Ao compilarmos dessa forma passaremos pelas três primeiras etapas do processo de compilação e criaremos o nosso arquivo objeto, nesse caso tools.o.

ar rcs libtools.a tools.o

A ferramenta ar cria algo conceitualmente similar a um arquivo tipo zip, que é o que nossa bibliotecas vai se parecer, agrupando os binários com a implementação das funções.

No nosso caso temos apenas um arquivo, tools.o, porém poderiam ser quantos arquivos quanto necessários. Outro aspecto muito importante nessa etapa é que o nome da biblioteca inicie com a palavra “lib” isso facilita o trabalho do linker, pois ele irá buscar as mesmas com esse prefixo.

Vamos então compilar nosso main

c++ -c main.cpp

Agora temos nosso main.o. Vamos então juntar todas as peças desse quebra cabeça e gerarmos nosso executável que utiliza a biblioteca tools.

c++ main.o -L . -ltools -o myApp

Aqui a flag -L indica o caminho onde o linker deve procurar a nossa biblioteca e a flag -l informa o nome da mesma, note que não falamos o nome do arquivo, por padrão informamos apenas o nome e o linker se encarrega de procurar usando o prefixo “lib”

Pronto, podemos executar nossa aplicação.

./myApp

Teremos como resultado a mensagem gerada pela nossa biblioteca.

Hello from library

MetaBuild Systems

Tudo isso é muito legal para fins didáticos, porém e se o projeto for maior com dezenas ou centenas de arquivos, e se o mesmo utilizar bibliotecas externas que precisam ser passadas para o linker? Bom isso pode se tornar um problema bem rápido e ficar inviável de trabalhar.

Poderíamos escrever scripts em outras linguagens com em shell ou python porém não seriam tão práticos ainda assim.
Para resolver esse problema foram criados os build system, os mais conhecidos são o Make e o Ninja, eles automatizam o processo, mas suas linguagens ainda não são muito intuitivas e apesar de ajudarem seriam difíceis de escrever e manter.

Para solucionar esse problema foram desenvolvidos os Meta Build Systems, dentre os mais conhecidos o CMake e o Meson, sendo o CMake o mais popular entre os projetos Open Source.
Neles você escreve a intenção de forma de mais alto nível e ao executar ele cria o make, ninja ou outro build system pronto para ser executado.

Vamos atualizar nosso projeto, para isso criaremos mais um arquivo.

touch CMakeLists.txt

E adicionaremos ao seu conteúdo o seguinte código.

CMakeLists.txt

cmake_minimum_required(VERSION 3.20)

project(MyProject
VERSION 1.0.0
DESCRIPTION "My project descriotion"
HOMEPAGE_URL "https://github.com/andreagen0r"
LANGUAGES CXX
)

add_library(tools tools.cpp)
add_executable(MyApp main.cpp)
target_link_libraries(MyApp tools)

Para compilar agora iremos primeiro criar um novo diretório e entrarmos nele, com isso isolaremos os arquivos gerados pelo CMake dos arquivos do nosso código.

mkdir build && cd build
cmake -S ..

Aqui iremos rodar o cmake informando que o arquivo de entrada dele está um diretório acima na estrutura. Podemos verificar os arquivos gerados e notaremos um arquivo Makefile, podemos executar nosso build system agora.

make

Se tudo correr bem, terá um output parecido com o abaixo.

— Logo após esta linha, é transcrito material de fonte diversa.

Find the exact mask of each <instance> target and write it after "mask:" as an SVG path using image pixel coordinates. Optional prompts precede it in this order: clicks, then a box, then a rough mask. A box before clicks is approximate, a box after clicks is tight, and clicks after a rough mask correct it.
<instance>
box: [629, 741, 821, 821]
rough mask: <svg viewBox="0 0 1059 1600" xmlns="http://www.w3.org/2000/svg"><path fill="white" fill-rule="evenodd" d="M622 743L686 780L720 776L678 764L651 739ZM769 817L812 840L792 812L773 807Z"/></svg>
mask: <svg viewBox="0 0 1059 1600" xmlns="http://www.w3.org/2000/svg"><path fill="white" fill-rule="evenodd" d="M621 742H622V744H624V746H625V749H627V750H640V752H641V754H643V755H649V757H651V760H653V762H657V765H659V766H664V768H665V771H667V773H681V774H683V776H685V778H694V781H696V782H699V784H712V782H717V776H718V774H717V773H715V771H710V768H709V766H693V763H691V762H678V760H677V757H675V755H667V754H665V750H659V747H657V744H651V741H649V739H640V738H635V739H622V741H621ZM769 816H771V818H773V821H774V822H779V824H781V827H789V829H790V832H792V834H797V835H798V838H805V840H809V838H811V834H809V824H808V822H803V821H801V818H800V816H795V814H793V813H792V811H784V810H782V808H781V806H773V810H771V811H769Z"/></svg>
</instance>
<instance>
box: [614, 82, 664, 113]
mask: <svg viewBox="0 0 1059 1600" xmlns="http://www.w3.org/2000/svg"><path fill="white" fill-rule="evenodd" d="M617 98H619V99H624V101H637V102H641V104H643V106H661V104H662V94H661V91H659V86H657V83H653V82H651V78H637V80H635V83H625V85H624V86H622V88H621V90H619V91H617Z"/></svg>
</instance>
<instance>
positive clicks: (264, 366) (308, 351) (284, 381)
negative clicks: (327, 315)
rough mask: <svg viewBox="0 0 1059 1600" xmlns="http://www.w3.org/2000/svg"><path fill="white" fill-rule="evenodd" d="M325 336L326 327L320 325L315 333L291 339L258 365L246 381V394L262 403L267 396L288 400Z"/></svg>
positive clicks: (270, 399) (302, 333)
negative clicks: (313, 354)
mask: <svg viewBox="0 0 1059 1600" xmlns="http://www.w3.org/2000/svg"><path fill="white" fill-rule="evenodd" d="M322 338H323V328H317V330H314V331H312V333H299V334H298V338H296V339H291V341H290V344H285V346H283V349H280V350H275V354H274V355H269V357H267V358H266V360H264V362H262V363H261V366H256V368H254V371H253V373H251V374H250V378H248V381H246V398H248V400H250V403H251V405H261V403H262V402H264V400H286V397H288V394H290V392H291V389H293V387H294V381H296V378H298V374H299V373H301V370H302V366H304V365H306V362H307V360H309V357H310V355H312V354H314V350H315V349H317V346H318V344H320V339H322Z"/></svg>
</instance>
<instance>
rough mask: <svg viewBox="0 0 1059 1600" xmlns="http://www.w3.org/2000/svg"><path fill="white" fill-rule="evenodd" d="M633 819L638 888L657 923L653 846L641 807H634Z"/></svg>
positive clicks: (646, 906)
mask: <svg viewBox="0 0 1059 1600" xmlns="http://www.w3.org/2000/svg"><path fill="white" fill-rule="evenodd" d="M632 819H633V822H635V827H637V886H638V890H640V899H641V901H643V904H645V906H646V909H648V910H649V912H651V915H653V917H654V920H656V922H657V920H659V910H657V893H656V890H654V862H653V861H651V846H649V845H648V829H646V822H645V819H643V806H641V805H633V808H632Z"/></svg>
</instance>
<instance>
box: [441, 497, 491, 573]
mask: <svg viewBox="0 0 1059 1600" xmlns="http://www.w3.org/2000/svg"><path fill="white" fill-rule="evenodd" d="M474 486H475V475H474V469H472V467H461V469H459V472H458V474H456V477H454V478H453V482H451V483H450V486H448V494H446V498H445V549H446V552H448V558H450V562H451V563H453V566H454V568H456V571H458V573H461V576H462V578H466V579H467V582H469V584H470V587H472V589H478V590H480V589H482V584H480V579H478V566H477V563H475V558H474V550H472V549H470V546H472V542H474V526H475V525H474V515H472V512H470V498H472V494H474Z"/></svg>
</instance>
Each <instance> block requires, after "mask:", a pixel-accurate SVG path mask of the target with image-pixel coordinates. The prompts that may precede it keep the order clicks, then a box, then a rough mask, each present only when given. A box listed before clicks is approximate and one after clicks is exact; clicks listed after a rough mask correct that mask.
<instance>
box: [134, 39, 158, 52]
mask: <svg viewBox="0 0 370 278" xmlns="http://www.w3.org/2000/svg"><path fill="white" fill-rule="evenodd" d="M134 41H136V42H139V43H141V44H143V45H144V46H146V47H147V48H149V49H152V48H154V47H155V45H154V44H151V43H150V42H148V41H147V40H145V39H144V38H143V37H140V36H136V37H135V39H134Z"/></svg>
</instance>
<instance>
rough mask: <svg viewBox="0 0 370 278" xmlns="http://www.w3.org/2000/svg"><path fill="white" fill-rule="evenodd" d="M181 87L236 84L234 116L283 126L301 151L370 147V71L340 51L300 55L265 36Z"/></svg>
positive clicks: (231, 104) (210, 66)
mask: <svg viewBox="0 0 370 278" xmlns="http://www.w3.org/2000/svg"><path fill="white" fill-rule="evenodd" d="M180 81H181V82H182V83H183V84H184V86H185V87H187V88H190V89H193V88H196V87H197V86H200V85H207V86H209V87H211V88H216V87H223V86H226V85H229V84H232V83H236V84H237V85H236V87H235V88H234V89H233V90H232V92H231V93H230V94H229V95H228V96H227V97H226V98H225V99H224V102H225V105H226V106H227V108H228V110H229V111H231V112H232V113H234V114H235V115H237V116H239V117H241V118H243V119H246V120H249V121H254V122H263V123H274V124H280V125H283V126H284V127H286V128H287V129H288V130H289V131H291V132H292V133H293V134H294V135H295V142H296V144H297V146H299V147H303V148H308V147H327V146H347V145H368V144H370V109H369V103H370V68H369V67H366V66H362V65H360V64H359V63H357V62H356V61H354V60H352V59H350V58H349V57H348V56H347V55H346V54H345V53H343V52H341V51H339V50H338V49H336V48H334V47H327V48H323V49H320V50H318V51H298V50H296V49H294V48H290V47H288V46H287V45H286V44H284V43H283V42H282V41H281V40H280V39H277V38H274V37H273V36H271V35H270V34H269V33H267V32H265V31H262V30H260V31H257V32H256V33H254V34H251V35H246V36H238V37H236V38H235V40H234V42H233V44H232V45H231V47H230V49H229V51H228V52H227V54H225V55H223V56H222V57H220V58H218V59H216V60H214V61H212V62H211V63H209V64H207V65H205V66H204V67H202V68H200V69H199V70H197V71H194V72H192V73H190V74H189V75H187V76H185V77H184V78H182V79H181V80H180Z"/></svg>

[ 25%] Building CXX object CMakeFiles/tools.dir/tools.cpp.o
[ 50%] Linking CXX static library libtools.a
[ 50%] Built target tools
[ 75%] Building CXX object CMakeFiles/MyApp.dir/main.cpp.o
[100%] Linking CXX executable MyApp
[100%] Built target MyApp

Ao concluir o processo de compilação, teremos o nosso arquivo executável como antes, mas agora gerado de forma mais simples, sem tantas etapas manuais.

./MyApp

Com isso concluímos o processo de compilação em C++ e espero que tenha ficado claro todas as etapas que envolvem a criação de bibliotecas e executáveis, como os mesmos são relacionados e principalmente, como podemos usar esse conhecimento para identificarmos onde os problemas estão ocorrendo.